Gene expression profiling study to identify distinct subtypes in diffuse type gastric cancer

Although recent advances in high-throughput technology have provided many insights into gastric cancer (GC), few reliable biomarkers for handling diffuse type GC are identified. Here, we aim to identify a signature classifying high risk diffuse type GC. To identify molecular subtypes of diffuse type GC, we generated RNA-seq based transcriptome data, which were generated using normal mucosa and tumor cells from 140 fresh frozen tissues including diffuse type GCs (n = 107). Unsupervised hierarchical cluster analysis of the RNA-seq data revealed three distinct subgroups of GC. Based on these subtypes, we generated a signature reflecting the best characteristics of aggressive diffuse type GC. When estimating prognostic value, the signature showed a strong prediction ability and an independent clinical utility in diffuse type GC patients. Our signature represents a promising diagnostic tool for the identification of diffuse type GC patients that have a high risk of poor clinical behavior. RNA-seq data of 140 fresh frozen tissues including diffuse type gastric cancer tissues (n = 107), intestinal type gastric cancer tissue (n = 23) and normal gastric tissues (n = 10) were generated. Total RNA was isolated by RNeasy Mini Kit (Qiagen, CA, USA), according to the manufacturer's protocol. The quality and integrity of the RNA were confirmed by agarose gel electrophoresis and ethidium bromide staining, followed by visual examination under ultraviolet light. Sequencing library was prepared using TruSeq RNA Sample Preparation kit v2 (Illumina, CA, USA) according to the manufacturer’s protocols. Briefly, mRNA was purified from total RNA using poly-T oligo-attached magnetic beads, fragmented, and converted into cDNAs. Then, adapters were ligated and the fragments were amplified on a PCR. Sequencing was performed in paired end reads (2x75 bp) using NextSeq 500 platform (Illumina).

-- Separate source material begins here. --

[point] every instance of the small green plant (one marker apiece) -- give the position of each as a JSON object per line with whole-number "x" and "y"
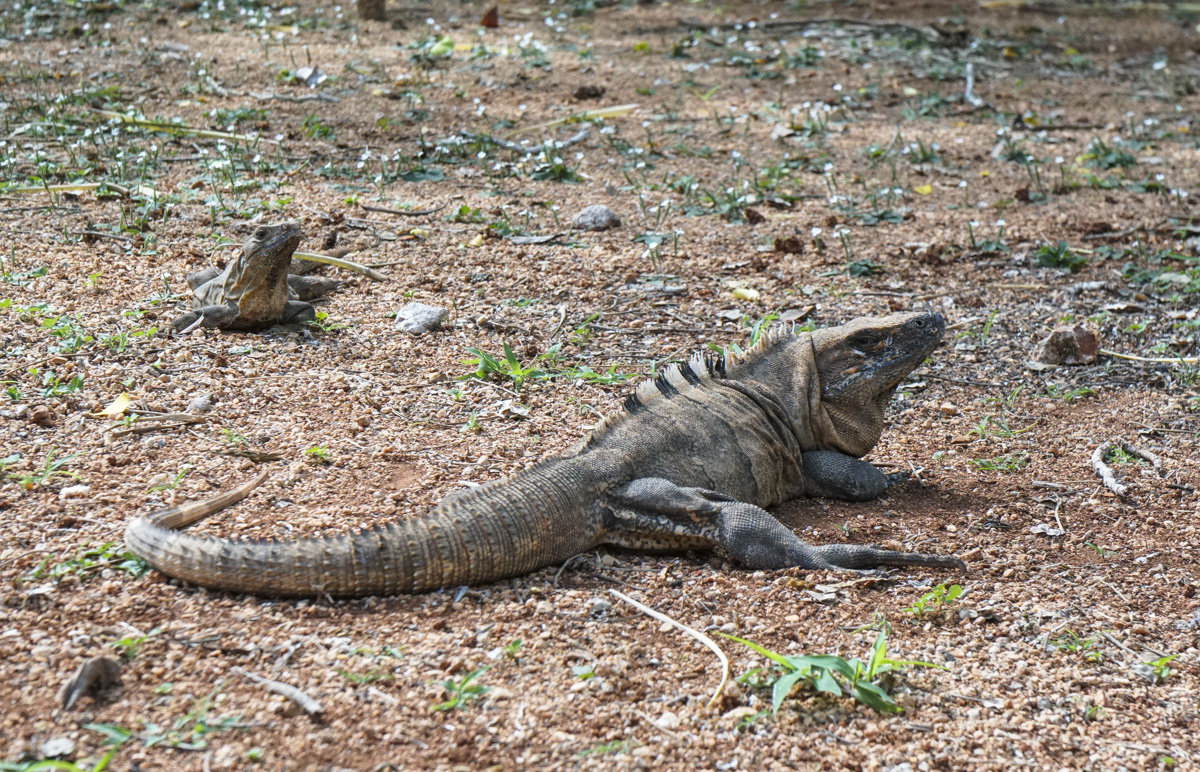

尽管高通量技术的最新进展已为胃癌（gastric cancer, GC）研究提供了诸多洞见，但目前可用于弥漫型胃癌的可靠生物标志物仍较为匮乏。本研究旨在构建可分类高风险弥漫型胃癌的基因签名（signature）。为鉴定弥漫型胃癌的分子亚型，我们生成了基于RNA测序（RNA-seq）的转录组数据（transcriptome data），样本来自140份新鲜冰冻组织的正常黏膜与肿瘤细胞，其中包含107份弥漫型胃癌组织样本。对RNA-seq数据进行无监督层次聚类分析（unsupervised hierarchical cluster analysis）后，鉴定出3个具有显著差异的胃癌亚型。基于这些亚型，我们构建了可反映侵袭性弥漫型胃癌核心特征的基因签名。在评估预后价值（prognostic value）时，该基因签名在弥漫型胃癌患者中展现出强劲的预测能力与独立的临床应用价值（clinical utility）。本研究构建的基因签名有望成为鉴定具有不良临床行为高风险的弥漫型胃癌患者的有效诊断工具（diagnostic tool）。本研究生成了140份新鲜冰冻组织的RNA-seq数据，其中包含107份弥漫型胃癌组织、23份肠型胃癌组织以及10份正常胃组织。总RNA提取采用RNeasy迷你试剂盒（Qiagen，美国加利福尼亚州凯杰公司），严格遵循制造商的操作流程。RNA的质量与完整性通过琼脂糖凝胶电泳结合溴化乙锭染色进行验证，并在紫外灯下进行目视检查。测序文库构建采用TruSeq RNA样本制备试剂盒v2（Illumina，美国加利福尼亚州因美纳公司），同样遵循制造商的操作流程。简要而言，首先利用poly-T寡核苷酸偶联磁珠从总RNA中纯化mRNA，随后将其片段化并逆转录为cDNA；之后连接测序接头，通过聚合酶链式反应（PCR）扩增得到测序片段。测序采用NextSeq 500测序平台（Illumina），以双端读长（2×75 bp）模式完成。